Dr Reich struggled with the idea of the existence of God, also with the notion of whether orgone has intelligence or not. Ten years or so after his death, humanity experienced a boost in awareness, which the World Odor managed to pirate with the hippie and newage movement, but people became generally aware, then, of the unified nature of reality. People in Reich’s generation were so steeped in mehcanistic materialism that he wondered whether he was going insane from witnessing the existence of a much higher and more refined, life-filled order than Newton and Einstein had epitomized.
By now, I’m banking on the assurance that we’ve moved past the default, Theosophical notion that we’re all God and that, contrary to that irrational claim, we’re also confined to a narrow, heartless and mean path of spiritual progress through being confined to a succession of physical bodies. This exemplifies the schizoid nature of human-derived ideological programming, I think. To me, that’s sort of like believing that a root will keep coming back as a root until it makes the grade, according to some anonymous standard, and turns into a flower.
Dr Len Horowitz asked Carol to clear his property in Hawaii after some allegedly reputable Hawaiian shamans had made things worse after taking his money to clear the energy there. She cleared it up easily enough with some intelligently placed orgonite and was knocked to the ground when she found the key energy point and gifted it. I suspect that the assailant was one of these fake shamans. I doubt that the genuine kanunas in Hawaii, of whom I believe the author, Serge Kahili King, is one, put out showcards or act like hucksters but most Westerners who are aware of a broader reality than the PJ folks’ seem to immediately gravitate to the glitzy, chest-pouding fakers (‘shamans!’), every time.
An EW poster and vendor is a native American who has long been quietly involved with more genuine metaphysical traditions and practices through associating with reputable healers from around the continent and I’m going to ask him to tell us something about all that so that our readers can get some perspective. I’m only an observer, after all, not intimately informed about how this all works, but I know from personal experience over the past 35 years that the genuine ones around the world are very heart-connected and are more interested in helping others than in getting a following, promoting dogma and lining their pockets through exploitation. The problem, perhaps, is that they’re rarely heard from outside of their own social milieu.

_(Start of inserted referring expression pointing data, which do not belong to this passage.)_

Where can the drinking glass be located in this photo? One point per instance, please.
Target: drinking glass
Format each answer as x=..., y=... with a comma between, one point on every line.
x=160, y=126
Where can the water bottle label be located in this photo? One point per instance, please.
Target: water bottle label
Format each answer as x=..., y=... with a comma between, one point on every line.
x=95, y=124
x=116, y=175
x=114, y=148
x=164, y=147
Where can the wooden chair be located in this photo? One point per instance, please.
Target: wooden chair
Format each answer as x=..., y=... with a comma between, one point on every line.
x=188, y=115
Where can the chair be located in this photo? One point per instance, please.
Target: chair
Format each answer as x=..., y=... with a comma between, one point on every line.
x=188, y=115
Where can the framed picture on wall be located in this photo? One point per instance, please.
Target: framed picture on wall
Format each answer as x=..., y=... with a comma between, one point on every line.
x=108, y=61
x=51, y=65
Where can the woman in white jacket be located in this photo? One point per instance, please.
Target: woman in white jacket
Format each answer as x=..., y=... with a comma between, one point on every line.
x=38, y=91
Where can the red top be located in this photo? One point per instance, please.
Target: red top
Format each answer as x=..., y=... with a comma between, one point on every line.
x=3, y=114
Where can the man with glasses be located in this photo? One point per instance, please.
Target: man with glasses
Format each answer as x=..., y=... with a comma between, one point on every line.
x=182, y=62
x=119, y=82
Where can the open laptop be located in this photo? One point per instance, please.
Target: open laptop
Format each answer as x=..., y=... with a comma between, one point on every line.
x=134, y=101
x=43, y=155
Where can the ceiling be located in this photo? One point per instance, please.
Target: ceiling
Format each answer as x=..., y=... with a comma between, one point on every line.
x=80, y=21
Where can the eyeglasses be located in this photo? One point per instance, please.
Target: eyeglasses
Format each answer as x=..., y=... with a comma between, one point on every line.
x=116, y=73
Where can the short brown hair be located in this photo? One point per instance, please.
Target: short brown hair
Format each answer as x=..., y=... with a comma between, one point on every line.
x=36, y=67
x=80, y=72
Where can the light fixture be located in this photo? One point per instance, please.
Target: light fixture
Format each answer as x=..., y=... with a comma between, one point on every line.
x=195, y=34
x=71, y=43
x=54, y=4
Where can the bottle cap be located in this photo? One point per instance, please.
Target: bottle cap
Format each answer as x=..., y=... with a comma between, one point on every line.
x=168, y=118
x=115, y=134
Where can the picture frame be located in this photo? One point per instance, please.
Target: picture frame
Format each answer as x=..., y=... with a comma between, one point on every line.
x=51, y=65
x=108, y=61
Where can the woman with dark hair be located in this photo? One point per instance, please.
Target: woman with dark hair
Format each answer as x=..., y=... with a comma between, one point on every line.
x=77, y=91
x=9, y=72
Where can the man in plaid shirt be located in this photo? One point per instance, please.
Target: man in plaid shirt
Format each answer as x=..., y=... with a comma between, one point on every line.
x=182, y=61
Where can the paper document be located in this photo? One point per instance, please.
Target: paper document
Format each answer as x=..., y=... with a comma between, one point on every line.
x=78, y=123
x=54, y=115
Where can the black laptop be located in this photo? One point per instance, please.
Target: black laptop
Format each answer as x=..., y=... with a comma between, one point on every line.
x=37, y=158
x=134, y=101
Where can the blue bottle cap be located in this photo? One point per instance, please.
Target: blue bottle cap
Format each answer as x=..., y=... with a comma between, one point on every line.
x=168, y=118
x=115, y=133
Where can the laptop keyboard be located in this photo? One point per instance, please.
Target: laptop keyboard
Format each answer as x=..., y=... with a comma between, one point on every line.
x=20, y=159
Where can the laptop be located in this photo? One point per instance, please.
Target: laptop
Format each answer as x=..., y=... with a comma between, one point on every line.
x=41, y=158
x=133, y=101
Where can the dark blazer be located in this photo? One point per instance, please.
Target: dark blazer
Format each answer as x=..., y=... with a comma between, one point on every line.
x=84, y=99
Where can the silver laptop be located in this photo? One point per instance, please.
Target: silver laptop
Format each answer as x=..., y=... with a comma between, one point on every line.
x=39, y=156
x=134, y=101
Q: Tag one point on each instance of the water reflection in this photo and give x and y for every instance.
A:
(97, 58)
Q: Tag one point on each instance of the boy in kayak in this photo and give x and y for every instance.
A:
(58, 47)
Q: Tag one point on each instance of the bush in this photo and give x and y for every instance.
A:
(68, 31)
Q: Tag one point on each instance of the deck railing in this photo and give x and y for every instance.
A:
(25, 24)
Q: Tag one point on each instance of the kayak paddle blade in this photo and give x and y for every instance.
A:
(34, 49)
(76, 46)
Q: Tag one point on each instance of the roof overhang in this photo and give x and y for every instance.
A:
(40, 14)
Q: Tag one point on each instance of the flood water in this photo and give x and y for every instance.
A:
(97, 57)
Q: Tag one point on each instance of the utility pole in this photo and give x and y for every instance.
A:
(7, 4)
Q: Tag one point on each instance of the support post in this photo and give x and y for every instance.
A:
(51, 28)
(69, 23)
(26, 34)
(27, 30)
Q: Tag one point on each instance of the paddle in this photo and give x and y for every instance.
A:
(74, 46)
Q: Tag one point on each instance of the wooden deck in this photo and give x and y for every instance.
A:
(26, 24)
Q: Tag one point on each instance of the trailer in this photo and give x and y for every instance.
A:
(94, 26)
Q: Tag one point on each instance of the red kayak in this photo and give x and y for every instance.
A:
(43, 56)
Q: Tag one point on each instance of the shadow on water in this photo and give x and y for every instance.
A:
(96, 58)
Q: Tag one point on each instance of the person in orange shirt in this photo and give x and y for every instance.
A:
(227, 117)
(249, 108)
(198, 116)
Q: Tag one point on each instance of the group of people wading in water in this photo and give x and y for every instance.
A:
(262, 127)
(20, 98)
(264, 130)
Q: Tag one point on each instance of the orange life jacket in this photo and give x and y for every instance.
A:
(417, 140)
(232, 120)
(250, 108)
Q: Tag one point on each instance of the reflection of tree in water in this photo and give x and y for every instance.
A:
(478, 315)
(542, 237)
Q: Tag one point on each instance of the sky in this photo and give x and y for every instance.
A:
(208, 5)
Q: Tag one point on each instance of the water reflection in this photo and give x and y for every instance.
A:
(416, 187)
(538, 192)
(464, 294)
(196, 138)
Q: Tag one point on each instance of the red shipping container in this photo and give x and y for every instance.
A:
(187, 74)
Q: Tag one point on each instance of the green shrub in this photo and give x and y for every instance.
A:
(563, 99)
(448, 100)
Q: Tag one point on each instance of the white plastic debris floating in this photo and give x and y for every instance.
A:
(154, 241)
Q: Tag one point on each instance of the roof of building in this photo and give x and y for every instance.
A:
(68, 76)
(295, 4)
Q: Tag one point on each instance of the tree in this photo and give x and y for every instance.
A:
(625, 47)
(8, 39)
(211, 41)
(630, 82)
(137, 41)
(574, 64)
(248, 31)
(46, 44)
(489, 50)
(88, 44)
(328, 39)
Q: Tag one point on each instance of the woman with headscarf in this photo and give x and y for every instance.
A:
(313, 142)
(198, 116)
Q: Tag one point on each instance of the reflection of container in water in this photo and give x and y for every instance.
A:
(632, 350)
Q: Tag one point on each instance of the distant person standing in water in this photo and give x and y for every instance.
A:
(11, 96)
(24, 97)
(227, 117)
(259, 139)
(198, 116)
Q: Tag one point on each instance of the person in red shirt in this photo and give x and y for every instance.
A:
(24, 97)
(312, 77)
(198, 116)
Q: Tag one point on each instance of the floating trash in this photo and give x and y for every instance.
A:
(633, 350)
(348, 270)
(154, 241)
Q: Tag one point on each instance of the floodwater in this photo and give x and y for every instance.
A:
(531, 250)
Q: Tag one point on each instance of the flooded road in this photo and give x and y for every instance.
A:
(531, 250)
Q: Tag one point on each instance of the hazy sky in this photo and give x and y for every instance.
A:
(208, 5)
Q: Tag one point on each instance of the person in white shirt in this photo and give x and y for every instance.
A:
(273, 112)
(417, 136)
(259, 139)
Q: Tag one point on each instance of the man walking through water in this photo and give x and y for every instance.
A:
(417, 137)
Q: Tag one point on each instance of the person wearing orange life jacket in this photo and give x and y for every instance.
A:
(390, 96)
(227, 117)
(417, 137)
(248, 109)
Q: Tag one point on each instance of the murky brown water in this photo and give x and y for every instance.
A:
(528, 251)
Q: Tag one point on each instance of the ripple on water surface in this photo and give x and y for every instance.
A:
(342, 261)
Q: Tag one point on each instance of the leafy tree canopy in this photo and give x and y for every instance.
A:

I bet they’re plenty tired of this parade of jerks who make them look bad by association, though.
I’ve avoided using institutional terminology in this presentation and if you want to debate me, which you’re welcome to do in this thread or elsewhere, I hope you’ll do us the courtesy of not resorting to dogmatic formulae and terminology.
As has been said, ‘The spark of truth is often produced by the clash of differing opinions.’